Eight months of celibacy later, not even a kiss, I am here, requiring more patience than ever. I am open to meeting women but not ready to go deeper. I recently met five women whom, I crossed paths with and each of them pulled at different energetic and emotional strings. I observe myself; I write and sit in meditation and tune into what parts of me each one of them is pulling at. See, I want an emotionally mature woman if I am to go down the path of a monogamous relationship. In order for this to happen I need to both heal the wounds within and evolve from an emotional child to an emotionally evolved man in the relationship. As to where this emotional immaturity comes from and why it activates within when I'm dating is a story for another day, but it is now in my consciousness which is the most important step. I know to attract a woman I need to first cultivate emotional maturity myself and envision how and whom I want to be in partner with. 

 

I thought I needed to be in a relationship to do this but I am learning about the feminine by simply spending time in nature. By watching and spending time with the Ocean I can see how she moves in many different directions, no day is the same, and no moment is the same. I can feel her strength and her force when my body connects with hers. I can see and feel how she cleanses. She is a force. A force which I want in my life, but if I am not evolved emotionally, I will drown and lose myself which I have, many times. Fortunately, I have had a life jacket close by all the time. Guides, seen and unseen that always watch over me. So much love for all of them.

 

In meditation, I tuned into each woman and was able to feel our energies together and determine whether this was a friend, a sister, a lover or a potential partner. The ability to do this now will save me and others a lot of heartaches and bring clarity without having the need to date or go too deep. Remember that hole that I was speaking about earlier, the one left by our parents when they don't acknowledge or recognize the pain in which they brought into our lives? I'm specifically speaking about the emotional being.
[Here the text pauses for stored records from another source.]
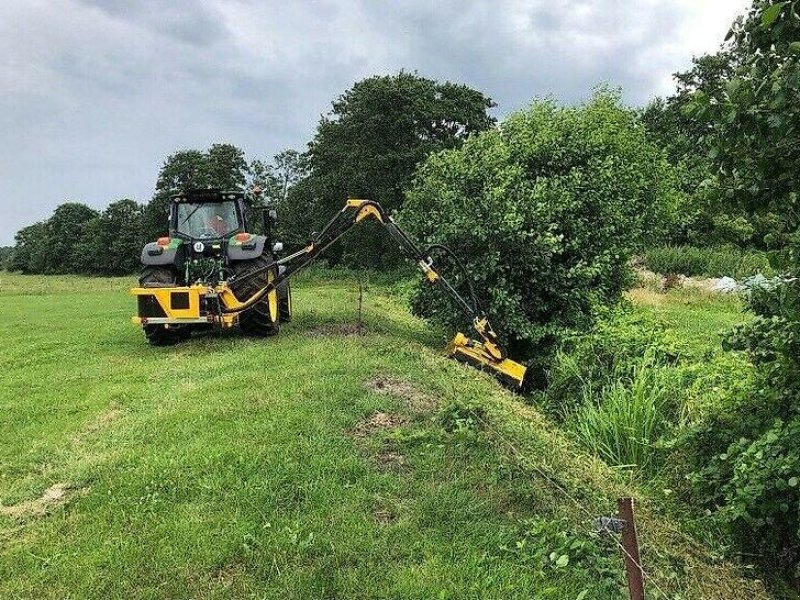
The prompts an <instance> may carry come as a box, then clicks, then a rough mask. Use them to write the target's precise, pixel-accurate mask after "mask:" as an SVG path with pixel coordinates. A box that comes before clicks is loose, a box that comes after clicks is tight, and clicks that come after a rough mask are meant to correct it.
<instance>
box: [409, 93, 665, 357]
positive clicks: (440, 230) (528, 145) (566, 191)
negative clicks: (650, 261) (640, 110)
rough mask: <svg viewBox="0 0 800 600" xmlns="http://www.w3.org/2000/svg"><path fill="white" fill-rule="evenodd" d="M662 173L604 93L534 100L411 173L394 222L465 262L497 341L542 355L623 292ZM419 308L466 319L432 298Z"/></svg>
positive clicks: (657, 192)
mask: <svg viewBox="0 0 800 600" xmlns="http://www.w3.org/2000/svg"><path fill="white" fill-rule="evenodd" d="M668 169H669V167H668V165H667V164H666V162H665V161H664V159H663V157H662V155H661V154H660V152H659V151H658V150H656V149H655V147H654V146H653V145H651V144H650V142H648V141H647V139H646V137H645V134H644V130H643V128H642V127H641V125H640V123H639V122H638V120H637V118H636V116H635V114H634V113H632V112H631V111H629V110H627V109H625V108H623V107H622V106H621V105H620V100H619V97H618V96H616V95H614V94H612V93H609V92H607V91H600V92H598V93H597V94H596V95H595V96H594V97H593V99H592V100H591V101H590V102H588V103H587V104H584V105H582V106H578V107H568V108H566V107H559V106H556V105H555V104H554V103H553V102H550V101H537V102H535V103H534V104H533V105H532V106H531V107H530V108H529V109H527V110H525V111H522V112H519V113H516V114H512V115H511V116H509V117H508V119H507V120H506V121H505V122H504V123H503V124H502V126H501V127H500V128H499V129H497V130H492V131H488V132H484V133H482V134H480V135H477V136H474V137H471V138H469V139H467V140H466V142H465V143H464V146H463V147H462V148H461V149H457V150H450V151H445V152H442V153H439V154H436V155H433V156H432V157H430V158H429V159H428V160H427V161H426V162H425V163H424V164H423V165H422V166H421V167H420V169H419V170H418V171H417V174H416V179H415V182H414V184H413V186H412V189H411V190H410V192H409V194H408V198H407V200H406V204H405V207H404V209H403V211H402V212H401V214H400V219H401V221H402V222H403V224H405V225H406V226H407V227H408V228H409V229H410V231H411V232H412V233H413V234H415V235H416V237H417V238H418V239H420V240H423V241H424V242H426V243H441V244H445V245H447V246H449V247H450V248H451V249H452V250H453V251H454V252H455V253H456V254H457V255H458V256H459V257H461V259H462V260H463V262H464V263H465V266H466V269H467V271H468V272H469V275H470V277H471V278H472V280H473V281H474V282H475V286H476V288H477V291H478V296H479V300H480V301H481V302H482V303H483V304H484V306H485V308H486V310H487V312H488V314H489V316H490V318H492V319H493V324H494V325H495V327H496V328H497V333H498V334H499V335H500V337H501V339H502V340H503V341H504V342H505V343H506V344H508V346H509V348H510V349H511V350H512V351H513V352H514V353H515V354H516V355H518V356H534V355H537V356H542V355H544V354H547V353H548V352H547V350H548V348H552V347H553V346H554V345H555V342H556V341H557V340H559V339H560V338H561V337H562V336H563V334H564V333H565V332H567V331H570V330H576V329H581V328H585V327H586V326H588V325H589V324H590V323H591V322H592V320H593V316H594V314H595V312H596V311H597V309H598V308H599V307H601V306H604V305H608V304H612V303H614V302H616V301H617V300H618V299H619V297H620V294H621V293H622V291H623V290H624V289H626V287H627V286H628V284H629V282H630V273H629V269H628V266H627V265H628V261H629V258H630V256H631V254H632V253H633V251H634V250H635V249H636V248H637V246H638V244H639V243H640V242H641V240H642V239H643V238H644V236H645V234H646V233H647V232H648V225H649V224H652V223H656V222H658V221H659V220H658V215H659V214H660V212H661V211H662V209H663V207H664V206H665V205H666V204H667V203H668V202H669V200H670V194H671V190H670V189H669V188H668V186H667V185H666V183H665V182H666V180H667V179H668V177H667V175H668ZM413 308H414V310H415V311H416V312H417V313H418V314H421V315H423V316H428V317H435V318H437V319H439V320H440V321H442V322H444V323H446V324H448V325H452V326H464V324H465V322H464V321H465V320H464V318H463V316H462V314H461V313H460V311H458V310H457V309H456V308H455V307H454V306H452V305H451V304H450V303H449V302H447V301H446V300H445V299H443V298H442V295H441V294H439V293H438V292H437V291H429V290H428V289H427V288H425V287H424V286H420V288H418V290H417V294H416V297H415V301H414V303H413Z"/></svg>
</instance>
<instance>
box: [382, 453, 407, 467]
mask: <svg viewBox="0 0 800 600" xmlns="http://www.w3.org/2000/svg"><path fill="white" fill-rule="evenodd" d="M376 458H377V461H378V466H380V467H381V469H383V470H385V471H402V470H403V469H405V467H406V457H405V456H404V455H402V454H400V453H399V452H394V451H392V450H386V451H384V452H380V453H379V454H378V456H377V457H376Z"/></svg>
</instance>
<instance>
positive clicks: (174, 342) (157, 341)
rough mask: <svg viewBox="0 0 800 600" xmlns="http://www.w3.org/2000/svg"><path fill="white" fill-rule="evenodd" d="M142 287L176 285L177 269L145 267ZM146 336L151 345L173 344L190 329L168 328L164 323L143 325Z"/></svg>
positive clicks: (187, 332)
mask: <svg viewBox="0 0 800 600" xmlns="http://www.w3.org/2000/svg"><path fill="white" fill-rule="evenodd" d="M139 285H141V286H142V287H171V286H174V285H176V276H175V270H174V269H172V268H170V267H145V268H144V270H143V271H142V274H141V276H140V277H139ZM142 329H143V330H144V336H145V337H146V338H147V341H148V342H150V345H151V346H171V345H172V344H177V343H178V342H179V341H181V340H182V339H185V338H186V337H188V331H182V330H179V329H167V328H166V327H164V326H163V325H142Z"/></svg>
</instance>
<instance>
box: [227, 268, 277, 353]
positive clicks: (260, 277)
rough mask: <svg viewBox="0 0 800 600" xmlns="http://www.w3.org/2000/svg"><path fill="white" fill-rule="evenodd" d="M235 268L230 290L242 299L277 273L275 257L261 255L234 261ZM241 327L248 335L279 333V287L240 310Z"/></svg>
mask: <svg viewBox="0 0 800 600" xmlns="http://www.w3.org/2000/svg"><path fill="white" fill-rule="evenodd" d="M233 272H234V279H233V282H232V284H231V291H232V292H233V293H234V295H235V296H236V297H237V298H238V299H239V301H240V302H245V301H246V300H248V299H249V298H251V297H252V296H253V294H255V293H256V292H258V291H259V290H261V289H263V288H265V287H266V286H267V285H268V284H269V282H270V281H272V280H273V279H275V277H277V275H278V267H277V265H275V261H273V260H271V259H270V258H269V257H267V256H263V255H262V256H259V257H257V258H254V259H252V260H243V261H239V262H236V263H234V265H233ZM239 327H240V328H241V330H242V333H244V334H246V335H253V336H262V337H263V336H267V335H275V334H277V333H278V330H279V329H280V318H279V309H278V290H272V291H271V292H270V293H269V294H267V295H266V296H265V297H264V298H262V299H261V300H259V301H258V302H256V304H255V306H253V307H252V308H249V309H247V310H246V311H244V312H243V313H241V315H240V316H239Z"/></svg>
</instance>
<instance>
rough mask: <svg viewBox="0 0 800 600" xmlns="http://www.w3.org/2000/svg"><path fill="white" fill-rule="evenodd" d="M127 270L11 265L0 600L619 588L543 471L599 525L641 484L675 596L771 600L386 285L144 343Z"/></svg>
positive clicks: (636, 491) (313, 281) (565, 596)
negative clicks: (463, 352)
mask: <svg viewBox="0 0 800 600" xmlns="http://www.w3.org/2000/svg"><path fill="white" fill-rule="evenodd" d="M130 283H131V281H128V280H126V279H111V280H109V279H81V278H75V277H68V278H39V277H23V276H16V275H7V274H0V296H3V297H4V299H5V302H4V307H5V308H4V318H3V319H2V321H0V341H2V344H3V348H4V350H3V353H2V355H0V370H2V373H3V378H4V379H3V385H2V387H0V420H2V424H1V426H0V504H2V506H3V507H4V510H3V512H2V514H0V597H2V598H65V597H71V598H72V597H74V598H103V599H107V598H251V597H258V598H281V599H286V598H298V599H300V598H302V599H308V598H333V597H337V598H551V599H556V598H558V599H562V598H568V599H573V598H593V599H596V598H601V599H603V598H609V599H610V598H615V599H616V598H620V597H622V595H623V594H624V591H623V586H624V580H623V570H622V562H621V560H620V556H619V552H618V550H617V548H616V546H615V545H614V544H613V543H612V540H611V539H610V538H608V537H604V536H600V535H598V534H597V533H595V532H594V526H593V523H592V522H591V521H590V520H588V519H587V518H585V515H584V514H583V513H582V512H580V511H578V510H577V509H576V507H575V505H574V504H573V503H572V502H571V501H570V500H568V499H566V498H565V497H563V496H562V495H560V494H559V493H558V492H557V491H556V490H555V489H554V488H553V487H552V485H551V483H550V482H549V481H548V480H547V479H545V478H543V477H542V476H541V475H540V473H542V472H546V473H548V474H550V477H552V478H554V480H556V481H557V482H558V484H559V485H560V486H562V487H563V488H564V489H566V490H568V491H569V492H570V494H571V495H572V496H573V497H575V498H577V499H579V501H580V502H581V503H582V504H583V505H585V506H586V507H587V509H588V510H589V511H590V512H591V513H592V514H596V515H598V516H599V515H607V514H611V513H612V512H613V510H614V506H615V503H616V499H617V497H619V496H620V495H623V494H633V495H635V496H636V497H637V498H638V500H639V504H638V506H639V507H640V517H639V518H640V520H641V524H640V532H641V543H642V553H643V561H644V564H645V565H646V568H647V569H648V571H649V572H651V573H652V576H653V578H657V579H658V581H659V584H660V586H661V587H662V588H664V589H665V590H666V591H667V592H668V594H669V595H670V597H683V598H720V599H722V598H765V597H766V595H765V594H764V592H763V589H762V588H761V585H760V584H759V583H758V582H754V581H752V580H747V579H746V578H743V577H742V576H741V575H740V573H739V571H738V570H737V569H736V568H735V567H733V566H731V565H729V564H725V563H722V562H719V561H718V560H716V558H715V555H714V553H713V552H711V551H708V550H706V549H705V548H704V547H703V546H702V545H700V544H699V543H697V542H696V541H694V540H692V539H691V538H690V537H689V536H688V535H687V534H686V533H685V532H682V531H680V528H679V525H678V524H676V523H673V522H671V521H670V520H669V519H667V518H663V517H660V516H659V511H660V508H661V507H660V506H659V505H658V504H657V502H656V501H655V500H653V499H651V498H649V497H648V495H647V493H646V492H645V491H643V490H639V489H636V488H626V487H623V486H622V485H620V484H618V483H615V476H614V474H613V472H612V471H611V470H610V469H609V468H608V467H606V465H604V464H603V463H602V462H600V461H599V460H596V459H593V458H590V457H589V456H587V455H585V454H583V453H581V452H580V451H579V450H578V449H577V447H576V446H574V445H573V444H572V443H571V442H569V441H567V440H566V438H565V437H564V436H562V435H561V434H560V433H559V431H558V429H557V428H555V427H554V426H553V424H552V423H551V422H549V421H548V420H546V419H545V418H543V417H542V416H541V415H540V414H539V413H538V412H536V411H535V410H533V409H532V408H530V407H529V406H526V405H525V404H524V402H523V401H522V400H521V399H520V398H517V397H514V396H512V395H510V394H509V393H508V392H506V391H504V390H502V389H500V388H499V387H498V385H497V384H496V383H495V382H494V381H493V380H492V379H491V378H490V377H489V376H487V375H485V374H482V373H479V372H477V371H474V370H471V369H468V368H466V367H464V366H462V365H459V364H456V363H454V362H453V361H449V360H447V359H445V358H444V357H443V356H442V354H441V349H442V347H443V344H444V343H445V341H446V339H447V337H446V335H445V332H441V331H436V330H431V329H430V328H429V327H427V326H426V325H425V324H424V323H422V322H421V321H419V320H417V319H415V318H413V317H412V316H410V315H409V313H408V312H407V310H406V308H405V305H404V303H403V302H401V301H399V300H397V299H396V298H394V297H392V296H391V295H389V294H387V293H386V291H385V288H382V287H377V286H369V287H368V289H367V291H366V295H365V311H364V331H363V332H362V333H360V334H359V335H357V336H356V335H341V334H339V333H336V327H331V326H332V325H336V324H340V325H343V324H344V325H346V324H347V323H351V322H353V321H354V320H355V319H356V292H355V290H356V286H355V284H354V282H353V281H337V280H334V279H327V278H326V279H319V278H314V277H308V276H307V277H305V278H304V279H300V280H298V281H297V285H296V288H295V289H296V294H295V299H296V303H295V307H296V313H295V314H296V317H295V319H294V320H293V322H292V323H291V324H288V325H287V326H286V327H284V328H283V329H282V331H281V334H280V335H279V336H278V337H276V338H270V339H266V340H260V339H259V340H256V339H246V338H243V337H241V336H239V335H236V334H226V335H219V334H209V335H206V336H204V337H195V338H193V339H192V340H190V341H188V342H187V343H184V344H179V345H177V346H173V347H169V348H152V347H149V346H148V345H147V344H146V343H145V341H144V339H143V336H142V334H141V332H140V331H139V330H138V329H136V328H135V327H133V326H132V325H131V324H130V320H129V317H130V314H131V311H132V310H133V308H134V303H133V302H132V301H131V298H130V297H129V296H128V294H127V288H128V286H129V284H130ZM324 327H328V329H327V330H326V331H327V332H329V334H326V335H318V334H315V333H313V332H314V331H319V329H320V328H324ZM378 378H380V379H381V381H383V382H384V383H383V384H382V385H381V386H376V385H375V382H376V380H377V379H378ZM387 382H392V383H391V384H389V383H387ZM381 413H382V414H383V415H392V419H389V423H390V424H391V426H386V427H385V426H383V425H386V424H387V419H384V418H380V419H378V418H377V417H375V415H378V414H381ZM108 415H113V417H108ZM476 415H478V416H480V420H478V419H476V418H475V416H476ZM371 420H372V421H374V422H373V425H377V424H380V425H381V426H377V427H376V426H371V427H369V428H367V429H359V423H365V422H371ZM482 421H484V422H487V423H489V424H490V425H491V428H492V431H488V430H487V429H486V428H485V427H484V426H483V425H482V424H481V422H482ZM356 431H360V433H359V435H355V434H354V432H356ZM496 434H499V435H502V436H503V438H504V439H507V440H510V441H512V443H513V444H514V446H515V447H516V448H518V449H519V450H520V452H522V453H523V455H524V459H523V458H520V457H519V456H517V455H515V454H512V453H510V452H509V451H508V447H507V445H506V444H505V443H503V442H501V441H500V440H499V439H498V437H497V435H496ZM381 456H384V457H386V456H393V457H395V458H393V459H392V460H391V461H390V464H389V466H388V468H387V465H386V464H383V463H382V462H381V458H380V457H381ZM400 456H401V457H402V461H400V459H399V458H396V457H400ZM400 462H402V464H398V463H400ZM56 485H60V486H63V490H64V492H65V494H64V495H63V496H61V497H60V498H59V500H58V501H54V502H46V498H48V497H51V496H53V495H54V494H53V492H52V490H53V489H54V488H53V486H56ZM37 499H38V500H37ZM40 504H41V510H40V509H39V507H40ZM11 507H17V509H19V510H20V512H21V513H23V512H24V514H18V515H17V514H10V513H9V509H10V508H11ZM21 507H36V508H35V509H32V510H27V509H26V510H24V511H23V510H22V508H21ZM652 597H653V598H657V597H658V596H655V595H654V596H652Z"/></svg>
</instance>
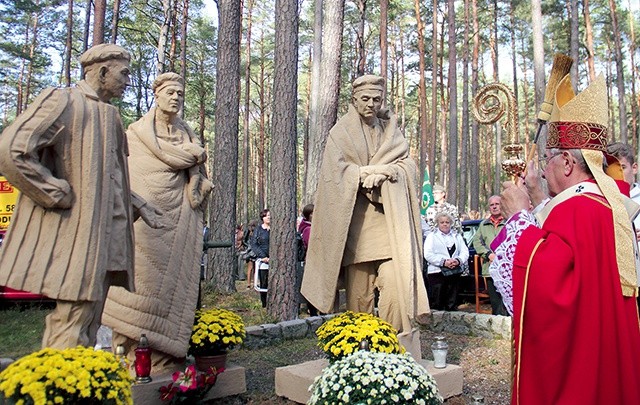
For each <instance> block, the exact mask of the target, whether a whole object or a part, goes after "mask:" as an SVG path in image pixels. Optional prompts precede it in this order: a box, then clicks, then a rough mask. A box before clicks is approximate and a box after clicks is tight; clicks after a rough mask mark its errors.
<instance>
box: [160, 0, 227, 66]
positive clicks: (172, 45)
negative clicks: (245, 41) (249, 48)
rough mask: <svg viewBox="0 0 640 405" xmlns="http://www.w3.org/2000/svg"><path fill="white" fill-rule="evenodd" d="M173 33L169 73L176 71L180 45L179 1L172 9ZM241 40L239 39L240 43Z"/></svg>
mask: <svg viewBox="0 0 640 405" xmlns="http://www.w3.org/2000/svg"><path fill="white" fill-rule="evenodd" d="M169 32H170V33H171V45H170V46H169V71H170V72H175V71H176V48H177V44H178V38H177V37H178V0H173V4H172V7H171V23H170V24H169ZM239 40H240V39H238V41H239Z"/></svg>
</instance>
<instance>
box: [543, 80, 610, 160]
mask: <svg viewBox="0 0 640 405" xmlns="http://www.w3.org/2000/svg"><path fill="white" fill-rule="evenodd" d="M607 106H608V101H607V86H606V83H605V80H604V76H602V75H599V76H598V78H597V79H596V80H594V81H593V82H592V83H591V84H590V85H589V87H587V88H586V89H584V91H582V92H581V93H580V94H578V95H575V93H574V91H573V86H572V85H571V78H570V76H569V75H566V76H565V77H564V78H563V79H562V80H561V81H560V83H559V84H558V87H556V92H555V99H554V103H553V110H552V111H551V117H550V118H549V124H548V126H549V134H548V136H547V148H559V149H591V150H599V151H603V152H604V151H606V149H607V132H608V130H607V125H608V123H609V114H608V110H607Z"/></svg>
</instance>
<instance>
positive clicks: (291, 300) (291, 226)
mask: <svg viewBox="0 0 640 405" xmlns="http://www.w3.org/2000/svg"><path fill="white" fill-rule="evenodd" d="M275 29H276V38H275V40H276V43H275V64H274V81H273V93H272V94H273V136H272V141H271V156H278V159H273V161H272V162H271V183H272V186H271V187H272V192H271V193H270V194H269V207H270V210H271V212H272V214H271V215H272V225H271V232H270V237H269V254H270V256H269V292H268V293H267V312H268V313H269V314H270V315H271V316H273V317H274V318H276V319H277V320H279V321H284V320H291V319H295V318H297V316H298V294H299V290H298V289H297V288H296V287H297V285H298V283H295V282H292V280H295V279H296V265H297V261H296V247H297V246H296V238H295V231H296V230H295V223H296V161H297V159H296V155H297V154H296V151H297V148H296V141H297V129H296V121H297V119H296V112H297V83H298V73H297V72H298V0H276V23H275Z"/></svg>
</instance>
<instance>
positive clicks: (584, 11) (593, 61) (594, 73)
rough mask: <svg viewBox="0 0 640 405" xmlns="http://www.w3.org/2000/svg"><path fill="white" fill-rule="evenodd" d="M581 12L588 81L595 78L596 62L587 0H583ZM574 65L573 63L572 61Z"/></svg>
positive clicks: (590, 22)
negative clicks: (595, 61) (593, 51)
mask: <svg viewBox="0 0 640 405" xmlns="http://www.w3.org/2000/svg"><path fill="white" fill-rule="evenodd" d="M582 12H583V14H584V33H585V41H586V44H585V45H586V47H587V67H588V70H589V83H591V82H592V81H594V80H596V64H595V57H594V52H593V26H592V25H591V13H590V12H589V0H583V5H582ZM574 65H575V63H574Z"/></svg>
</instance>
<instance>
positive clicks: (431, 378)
mask: <svg viewBox="0 0 640 405" xmlns="http://www.w3.org/2000/svg"><path fill="white" fill-rule="evenodd" d="M311 390H312V396H311V399H310V400H309V404H312V405H319V404H324V403H327V404H332V405H333V404H346V403H357V404H365V403H366V404H369V403H373V402H376V403H380V404H384V403H398V402H401V401H402V402H405V403H418V404H424V405H436V404H441V403H442V398H441V397H440V396H439V395H438V390H437V387H436V384H435V381H434V380H433V378H432V377H431V376H430V375H429V374H428V373H427V371H426V370H425V369H424V368H423V367H422V366H420V365H419V364H418V363H416V362H415V360H413V358H411V357H410V356H408V355H397V354H385V353H371V352H366V351H359V352H356V353H354V354H352V355H349V356H347V357H344V358H342V359H340V360H338V361H336V362H335V363H333V364H331V365H329V366H328V367H327V368H325V369H324V370H323V372H322V374H321V376H320V377H319V378H318V379H316V380H315V382H314V384H313V386H312V387H311ZM319 393H322V394H323V395H322V397H320V394H319Z"/></svg>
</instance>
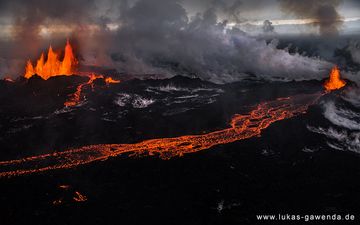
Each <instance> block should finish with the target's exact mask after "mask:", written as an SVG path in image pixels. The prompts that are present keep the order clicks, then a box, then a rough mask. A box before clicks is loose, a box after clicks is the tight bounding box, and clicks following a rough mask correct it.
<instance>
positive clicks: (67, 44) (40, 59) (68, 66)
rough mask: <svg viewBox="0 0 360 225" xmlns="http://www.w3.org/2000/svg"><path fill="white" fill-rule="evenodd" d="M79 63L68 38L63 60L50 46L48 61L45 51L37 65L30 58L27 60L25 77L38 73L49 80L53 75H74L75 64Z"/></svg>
mask: <svg viewBox="0 0 360 225" xmlns="http://www.w3.org/2000/svg"><path fill="white" fill-rule="evenodd" d="M77 64H78V61H77V59H76V58H75V56H74V53H73V49H72V47H71V45H70V42H69V40H68V41H67V42H66V46H65V53H64V59H63V61H60V60H59V56H58V54H56V53H55V52H54V51H53V49H52V47H51V46H50V48H49V51H48V55H47V59H46V61H45V57H44V53H41V56H40V58H39V59H38V60H37V63H36V66H35V67H34V66H33V65H32V63H31V61H30V60H29V61H28V62H27V65H26V68H25V70H26V72H25V75H24V77H25V78H28V79H29V78H30V77H32V76H33V75H35V74H37V75H39V76H40V77H42V78H43V79H44V80H47V79H49V78H50V77H53V76H59V75H72V74H74V70H75V66H76V65H77Z"/></svg>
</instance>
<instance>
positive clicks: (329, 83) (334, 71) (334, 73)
mask: <svg viewBox="0 0 360 225" xmlns="http://www.w3.org/2000/svg"><path fill="white" fill-rule="evenodd" d="M345 85H346V81H344V80H342V79H341V77H340V70H339V68H338V67H337V66H335V67H334V68H332V70H331V73H330V77H329V79H328V80H326V81H325V84H324V87H325V89H326V90H327V91H333V90H337V89H340V88H342V87H344V86H345Z"/></svg>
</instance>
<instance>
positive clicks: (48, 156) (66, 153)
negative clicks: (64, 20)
mask: <svg viewBox="0 0 360 225" xmlns="http://www.w3.org/2000/svg"><path fill="white" fill-rule="evenodd" d="M322 95H323V93H316V94H308V95H297V96H292V97H288V98H281V99H277V100H274V101H270V102H265V103H260V104H259V105H257V106H256V107H255V108H254V109H253V110H252V111H250V113H249V114H246V115H239V114H237V115H235V116H234V117H233V118H232V120H231V123H230V124H231V127H229V128H226V129H223V130H219V131H214V132H210V133H207V134H201V135H186V136H180V137H174V138H159V139H151V140H145V141H142V142H139V143H134V144H97V145H89V146H84V147H81V148H77V149H70V150H67V151H64V152H57V153H52V154H44V155H38V156H33V157H28V158H23V159H18V160H10V161H3V162H0V177H8V176H17V175H24V174H31V173H38V172H43V171H49V170H55V169H68V168H73V167H76V166H79V165H83V164H88V163H91V162H94V161H99V160H106V159H108V158H109V157H115V156H119V155H122V154H130V155H133V156H146V155H156V154H157V155H159V156H160V157H161V158H163V159H170V158H172V157H175V156H182V155H184V154H188V153H194V152H198V151H201V150H205V149H208V148H211V147H213V146H216V145H221V144H226V143H231V142H235V141H238V140H243V139H247V138H251V137H254V136H257V135H260V134H261V131H262V130H263V129H266V128H267V127H269V126H270V125H271V124H272V123H274V122H276V121H279V120H284V119H287V118H291V117H294V116H296V115H299V114H301V113H305V112H306V110H307V108H308V107H309V106H310V105H312V104H313V103H315V102H316V101H317V99H318V98H319V97H320V96H322Z"/></svg>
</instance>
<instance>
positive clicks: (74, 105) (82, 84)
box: [64, 74, 104, 106]
mask: <svg viewBox="0 0 360 225" xmlns="http://www.w3.org/2000/svg"><path fill="white" fill-rule="evenodd" d="M97 78H104V76H103V75H97V74H90V75H89V80H88V81H87V82H85V83H82V84H79V85H78V86H77V87H76V91H75V92H74V93H73V94H72V96H71V98H70V99H69V100H68V101H66V102H65V103H64V105H65V106H76V105H78V104H79V103H80V102H81V92H82V89H83V87H84V86H85V85H92V84H93V82H94V80H96V79H97Z"/></svg>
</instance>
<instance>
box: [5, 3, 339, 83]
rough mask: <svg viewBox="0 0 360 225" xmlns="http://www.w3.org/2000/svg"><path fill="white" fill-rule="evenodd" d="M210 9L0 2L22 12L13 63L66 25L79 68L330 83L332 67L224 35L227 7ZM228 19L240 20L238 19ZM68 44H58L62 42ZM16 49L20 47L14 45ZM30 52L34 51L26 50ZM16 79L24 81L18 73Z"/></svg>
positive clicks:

The most important realization is that this emptiness inside of me can only be filled by me and the reason I was always yearning for partnership was that I was looking to fill a hole that can never be filled by any external being or thing outside of myself. Not even God. Only I can fill this emptiness and it becomes with making that which is unconscious conscious. Although celibacy is challenging for me, it's less so since I have nurtured and healed the emotional wounds within, the wounds that were preventing me from evolving and becoming an emotionally mature man, one that can be a partner to the type of woman in which I want to call into my life.

 

I am in the middle, observing my two different desires. One, is to have a monogamous partnership, something I have desired for a very long time. The other to have many different lovers as each woman I've made love to is so unique and beautiful, the idea of only being with one woman for the remainder of my life seems (to a part of me) quite limiting. So I stay here in the middle of these two desires, with little action but a lot of gentle observation within, paying attention to the strings in which the women I cross paths with pull inside of me.